Can Judges Compliment Lawyers? The Practical Application of Professional Ethics
The Bencher—March/April 2023
By Wendy L. Patrick, Esquire, PhD
Judges and lawyers often become well-acquainted over the years. In many cases, they are former law school classmates, colleagues, and friends. Therefore, the manner and content of their interactions is subject to professional parameters regarding both optics and topics. Sometimes questions arise as to the boundaries of permissible contact. A recent ethics opinion considers these issues in a bit more detail.
‘Judge, How Did I Do?’ Feedback from the Bench
The California Supreme Court Committee on Judicial Ethics Opinions (CJEO) was asked about the ethics of a judge providing feedback on an attorney’s courtroom performance upon request. The opinion noted that although the California Code of Judicial Ethics does not specifically prohibit judges from providing attorneys with this type of feedback, such discussion should be consistent with applicable judicial canon restrictions. For example, the opinion notes that judges cannot engage in prohibited ex parte communications (canon 3B(7)), create an appearance of favor or bias (canons 1, 2, and 2A), suggest that anyone is in a special position to influence the judge (canon 2B(1)), or engage in “coaching” by giving advice about tactics or strategies (canon 4G).
The opinion also notes that judges who decide to provide feedback to lawyers who appeared before them must wait until final resolution of the case at issue, decline to discuss matters pending before other judges, ensure the nature and tone of their feedback is neutral, and be available to provide feedback to other attorneys representing different interests or viewpoints as well.
Appearances Influence Reality
Opinion 2021-018 cites Advisory Committee commentary following canon 2 and 2A: “The test for the appearance of impropriety is whether a person aware of the facts might reasonably entertain a doubt that the judge would be able to act with integrity, impartiality, and competence.” (italics in original). Accordingly, providing attorney feedback must be done in a fashion that does not create an appearance of impropriety.
The opinion notes that judges are allowed, and sometimes even encouraged, to comment on attorney performance. They give the example of providing letters of recommendation or references in connection with a judicial or other type of application. (Canon 2B(2)(d) and (e).) The opinion also notes that judges may offer attorney feedback in educational settings, including bar association events, Inns of Court meetings, or moot court programs. (Canon 4B.)

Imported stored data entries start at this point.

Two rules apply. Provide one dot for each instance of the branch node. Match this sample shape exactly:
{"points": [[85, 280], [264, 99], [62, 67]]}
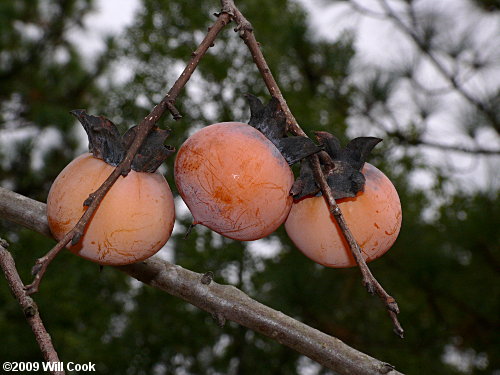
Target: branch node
{"points": [[219, 318], [207, 278]]}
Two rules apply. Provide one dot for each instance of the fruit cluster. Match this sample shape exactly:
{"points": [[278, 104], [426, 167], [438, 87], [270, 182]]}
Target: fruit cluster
{"points": [[235, 179]]}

The opinion also notes, however, that commenting on an attorney’s courtroom performance in a case before the judges creates the danger of discussing the merits, facts, or status of a particular case. It notes that “[e]ven a seemingly innocuous comment may interfere, intentionally or unintentionally, with one party’s decision-making process or strategy on appeal.” Consequently, the opinion advises judges to “exercise extreme caution” when asked for feedback after a trial or hearing and states that a judge may not comment on attorney performance before final resolution of all possible appeals. (Canon 3B(7).)
A Judge Is Not a Coach
The opinion also addresses coaching from the bench. It notes that the judicial code does not define what constitutes “coaching” but notes that in a previous opinion, the committee advised that judges were permitted to discuss topics such as black letter law, procedures, trial techniques, best practices, and courtroom protocol. (CJEO Formal Opinion 2018-012, supra, at pp. 8–9.) But the committee recognized that it would be impermissible for a judge to offer advice on strategies or topics that benefit a particular side in litigation. (CJEO Formal Opinion 2018-012, supra, at p. 9; Rothman, supra, § 10:16, p. 685.) The opinion also reminds judges that coaching might resemble legal advice in violation of canon 4G, which prohibits judges from practicing law.
The bottom line is that we live in a day and age in which appearances might influence the perception of reality, especially at a time when courts are tasked with deciding a host of divisive issues, including those that are relevant legally, socially, and politically. Both judges and the lawyers who practice before them should strive to preserve both the integrity and optics of our justice system to promote the perception of competence, as well as public confidence.
Wendy L. Patrick, Esquire, PhD, is a San Diego based career trial attorney, behavioral expert, and jury consultant. She is a member of the Louis M. Welsh American Inn of Court. The views and information in this article are written in her personal capacity and do not reflect the views of her employer.